Cuban doctors are “sent by their government, so we do not know how that
money is distributed,” said a U.N. official familiar with the
international efforts in Africa, who spoke on condition of anonymity, as
he was not authorized to discuss the matter with the press.
“So what,” said another U.N. official said. “It’s just like U.N.
peacekeepers. Their governments send conscripts, and they get paid for
each soldier. But the troops get very little of the proceeds. Developing
countries use the U.N. as a source of national income.”
Attempts to reach by phone the spokesman for the Cuban mission to the
U.N. were unsuccessful, and he declined to answer an emailed question
about the distribution of WHO funds. But as Cuba’s exportation of
doctors and other professionals grows, there has been some pushback.
Ramona Matos Rodriguez, a Cuban doctor who was sent to Brazil, defected
last summer and sued the Cuban government for damages. She said in a
deposition that the government presented her with a contract promising a
salary of $400 a month, with an additional $600 that would be deposited
in a Cuban bank on the island, to be withdrawn by her later.
When she arrived in Brazil, however, Matos Rodrigues discovered that
Brasilia pays an average of $4,200 a month for each of the 11,000 Cuban
doctors working in Brazil. That arrangement leaves most of the money
Brazil allocates for the doctors in the hands of the Cuban government.

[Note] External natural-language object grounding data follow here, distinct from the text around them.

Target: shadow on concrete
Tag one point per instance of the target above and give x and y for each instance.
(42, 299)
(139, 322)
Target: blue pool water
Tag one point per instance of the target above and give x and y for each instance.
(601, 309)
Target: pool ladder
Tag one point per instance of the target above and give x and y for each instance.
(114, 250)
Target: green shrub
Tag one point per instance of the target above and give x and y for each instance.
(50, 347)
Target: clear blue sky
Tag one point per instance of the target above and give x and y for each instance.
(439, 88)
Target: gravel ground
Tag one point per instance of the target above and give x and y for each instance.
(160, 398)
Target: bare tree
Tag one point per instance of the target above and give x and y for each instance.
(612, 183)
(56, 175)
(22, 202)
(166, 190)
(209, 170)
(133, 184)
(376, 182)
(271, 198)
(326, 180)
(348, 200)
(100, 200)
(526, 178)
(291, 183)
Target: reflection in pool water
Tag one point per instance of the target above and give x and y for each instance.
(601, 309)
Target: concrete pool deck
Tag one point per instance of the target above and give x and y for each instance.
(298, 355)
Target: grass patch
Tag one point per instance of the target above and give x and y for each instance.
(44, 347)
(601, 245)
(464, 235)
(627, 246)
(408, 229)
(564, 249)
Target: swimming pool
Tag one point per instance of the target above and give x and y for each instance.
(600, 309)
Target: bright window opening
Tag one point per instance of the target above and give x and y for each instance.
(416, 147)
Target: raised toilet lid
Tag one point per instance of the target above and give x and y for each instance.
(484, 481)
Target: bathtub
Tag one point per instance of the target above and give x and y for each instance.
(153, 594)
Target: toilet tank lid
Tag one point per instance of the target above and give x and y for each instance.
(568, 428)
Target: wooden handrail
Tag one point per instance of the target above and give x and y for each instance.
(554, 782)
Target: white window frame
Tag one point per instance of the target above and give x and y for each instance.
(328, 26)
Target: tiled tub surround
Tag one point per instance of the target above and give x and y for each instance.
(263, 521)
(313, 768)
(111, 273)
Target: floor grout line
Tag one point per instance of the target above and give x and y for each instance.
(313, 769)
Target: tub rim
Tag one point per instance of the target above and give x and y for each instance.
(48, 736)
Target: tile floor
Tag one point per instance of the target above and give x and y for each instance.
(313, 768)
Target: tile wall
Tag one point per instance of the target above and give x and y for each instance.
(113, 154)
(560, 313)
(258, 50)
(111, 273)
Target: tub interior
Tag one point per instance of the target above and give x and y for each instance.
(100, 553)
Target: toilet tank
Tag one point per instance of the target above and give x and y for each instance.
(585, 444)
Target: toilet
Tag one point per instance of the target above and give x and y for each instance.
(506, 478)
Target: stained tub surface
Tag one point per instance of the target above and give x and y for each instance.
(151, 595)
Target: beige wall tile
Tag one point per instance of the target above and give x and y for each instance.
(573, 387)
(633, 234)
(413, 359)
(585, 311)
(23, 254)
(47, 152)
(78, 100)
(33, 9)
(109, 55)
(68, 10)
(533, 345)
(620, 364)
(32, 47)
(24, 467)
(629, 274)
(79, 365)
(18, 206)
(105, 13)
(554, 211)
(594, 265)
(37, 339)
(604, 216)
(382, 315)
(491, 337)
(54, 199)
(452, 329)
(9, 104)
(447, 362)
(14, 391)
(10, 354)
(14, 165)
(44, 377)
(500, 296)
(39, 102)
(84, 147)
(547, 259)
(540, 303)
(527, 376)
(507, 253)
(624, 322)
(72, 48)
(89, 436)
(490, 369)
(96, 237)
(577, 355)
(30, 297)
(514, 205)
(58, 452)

The case became contentious, as the government defended the importation
of thousands of Cuban doctors to serve in remote areas where “Austrian
doctors, for example, wouldn’t work,” said then foreign minister Antonio
Patriota. But a Brazilian union, the National Federation of Physicians,
said in a statement that the arrangement resembles “slave labor,”
serving no one but the Cuban government.
And this month Brazil’s federal prosecutor Luciana Loureiro Oliveira
said that paying Cuban doctors a mere quarter of what the Cuban
government collects for them is “downright illegal” under Brazilian law.
Cuban blogger Orlando Luis Pardo Lazo, who is a student at Brown
University in the United States, says he believes the exportation of
medical staff is having a detrimental effect on Cuba’s own health care
system. Lazo says last year he had to tend to his ailing mother back in
Cuba. “Every time I went to a hospital in the middle of the night, I
found Venezuelan doctors, Bolivian doctors, students from Latin
America,” Lazo said. “Where are the Cuban doctors?”
He added, “I’m not trying to make politics out of this. I would just
like Cuba to help Cubans [and others] in a better way.”